脚湯(きゃくとう)は、野口整体でよく行われているセルフケアです。少し熱めのお湯に脚を浸すことで、体の深部に熱が入り、頑固なゴミを溶かしてくれます。特に、ステロイドなどの強い薬を使う治療をされた方や、サプリメントを日常的に摂取している方におすすめです。
全身浴ではつらい温度でも、脚だけなら熱いお湯に無理なく浸かれます。ピンポイントで注熱する―—これが脚湯の真髄です。
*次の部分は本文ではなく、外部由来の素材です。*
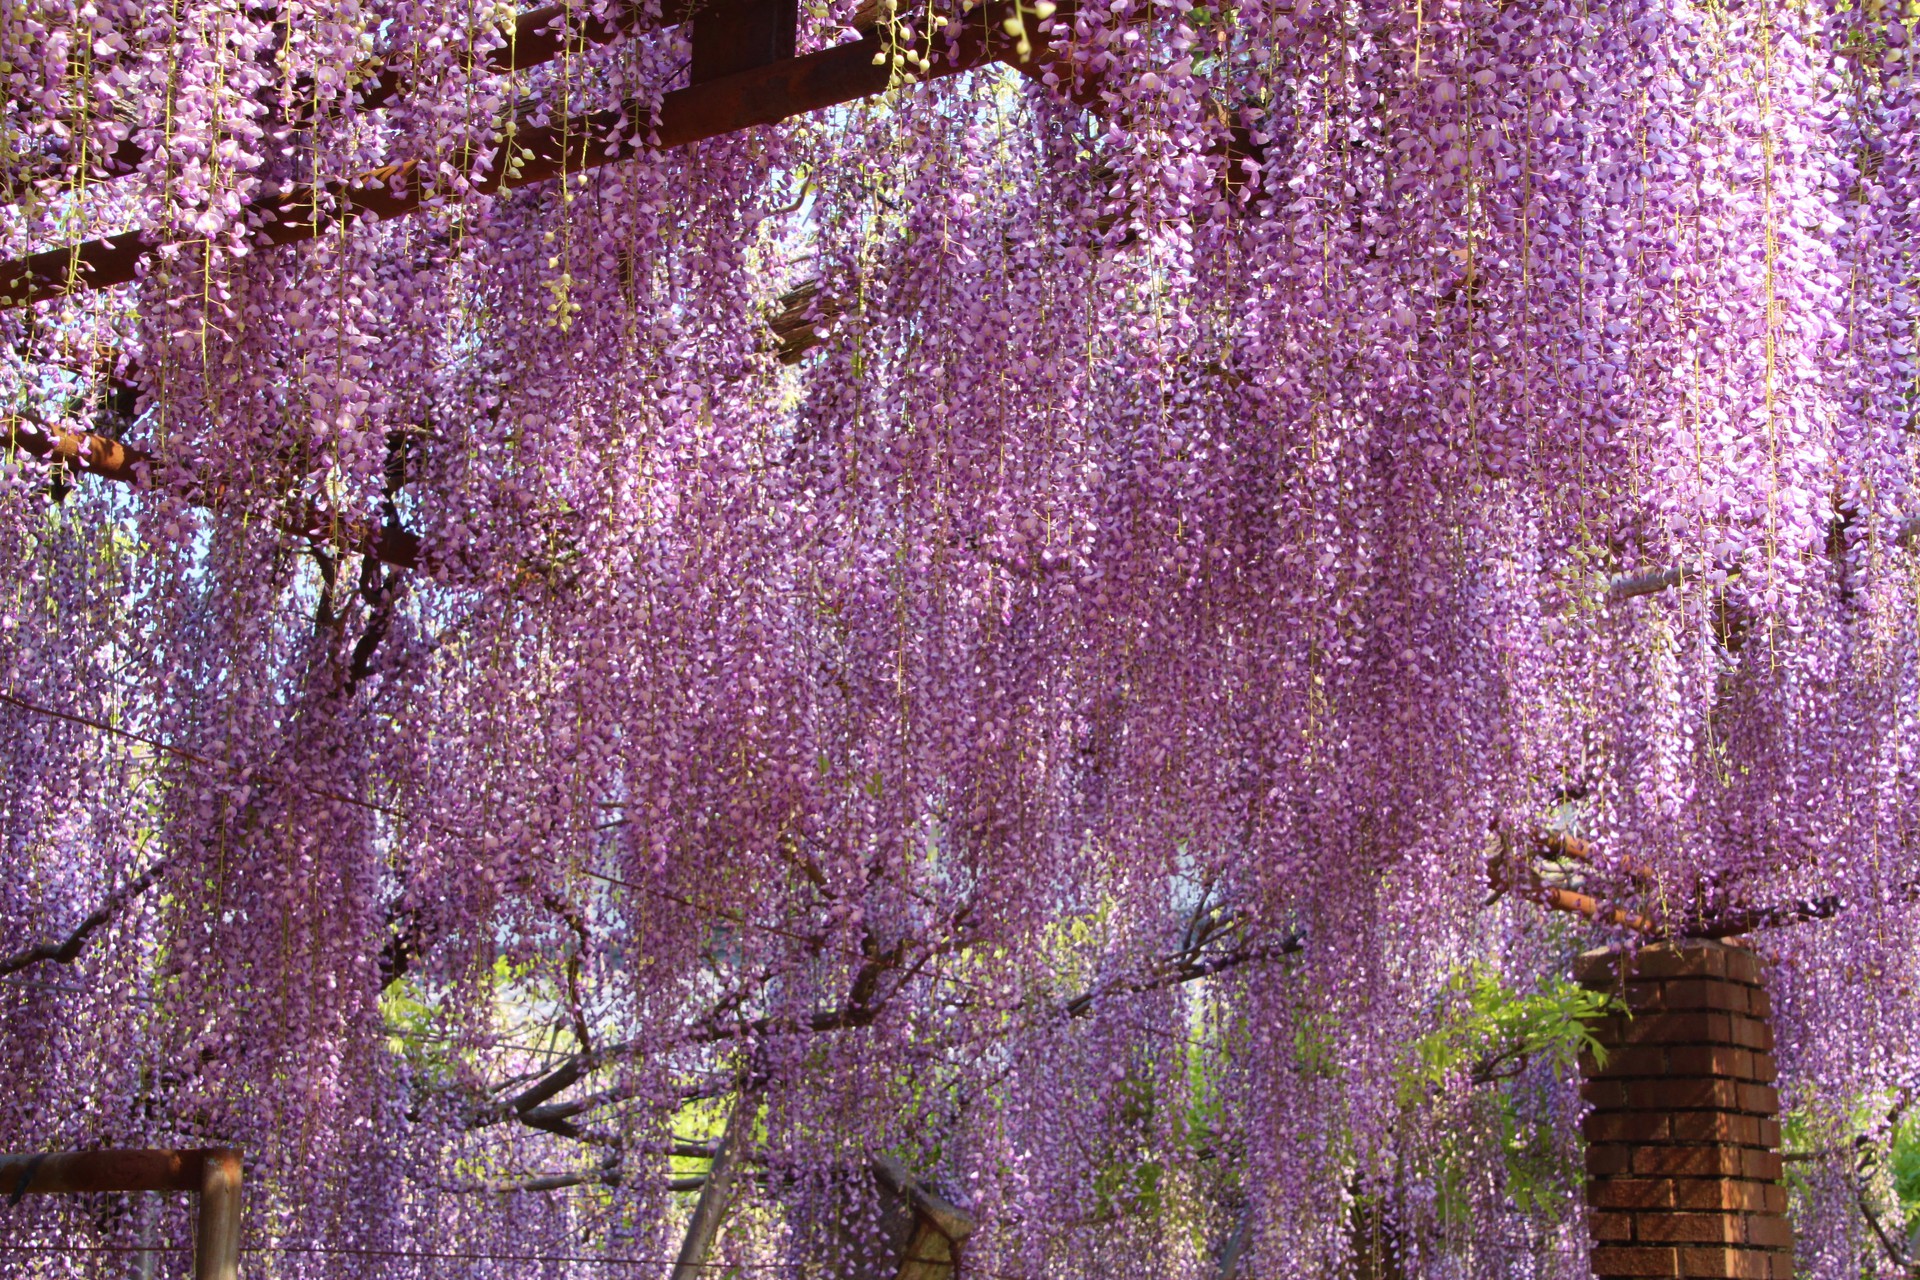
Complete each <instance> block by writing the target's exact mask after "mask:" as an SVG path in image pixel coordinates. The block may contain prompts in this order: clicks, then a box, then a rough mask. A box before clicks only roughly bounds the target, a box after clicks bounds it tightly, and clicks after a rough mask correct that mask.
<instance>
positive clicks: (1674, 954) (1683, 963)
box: [1632, 942, 1726, 979]
mask: <svg viewBox="0 0 1920 1280" xmlns="http://www.w3.org/2000/svg"><path fill="white" fill-rule="evenodd" d="M1632 977H1638V979H1724V977H1726V948H1722V946H1715V944H1713V942H1695V944H1688V946H1672V944H1667V942H1661V944H1657V946H1642V948H1640V952H1638V954H1636V956H1634V967H1632Z"/></svg>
※脚湯は、滝汗のセルフケアに入りますが、詳しい説明が必要なため独立して取り上げています。
【やり方】
① 水分補給
事前に水分摂取をしておきましょう。脱水を防ぎ、全身の循環を助けるために大切です。
② お湯の準備
お湯の温度は44℃前後が目安です。「熱いけれど我慢できる」くらいが適温。冷めたら追い炊きや差し湯で熱さを維持します。途中で温度が下がらないことがとても大切です。
③ 浸かり方
湯船の縁に腰掛ける、または膝立ちになって、膝上までお湯に浸けます。バケツなどを使う場合は、ふくらはぎ中央まで浸かればOKです。
④ 時間の目安
目安は6分程度です。体調や気分に合わせて、無理のない範囲で行いましょう。もし途中でふらついたり、違和感を感じた場合は、無理せず中止してください。
⑤ 終了後の確認と調整
脚の色を見て、赤みが薄かったり、まだらになっている場合は、その脚だけ2分追加しましょう。両脚とも同じ赤さになればOKです。
⑥ 保温対策
せっかく温めた脚が冷えないよう、タオルで拭いたあとは靴下を履きましょう。
⑦ 頻度の目安
週に1~2回程度で十分です。脚湯は強めのケアなので、やりすぎには注意しましょう。
【注意点】
・脚湯は刺激の強いセルフケアです。体の奥にたまった老廃物を一気に動かすため、反応が出ることもあります。
・実際に、過去には大量の鼻血が出た方(洗面器1杯分)もいました。まれなケースではありますが、それほど深く作用するということでもあります。
・体力の落ちている方は、短時間・低温からスタートするのがおすすめです。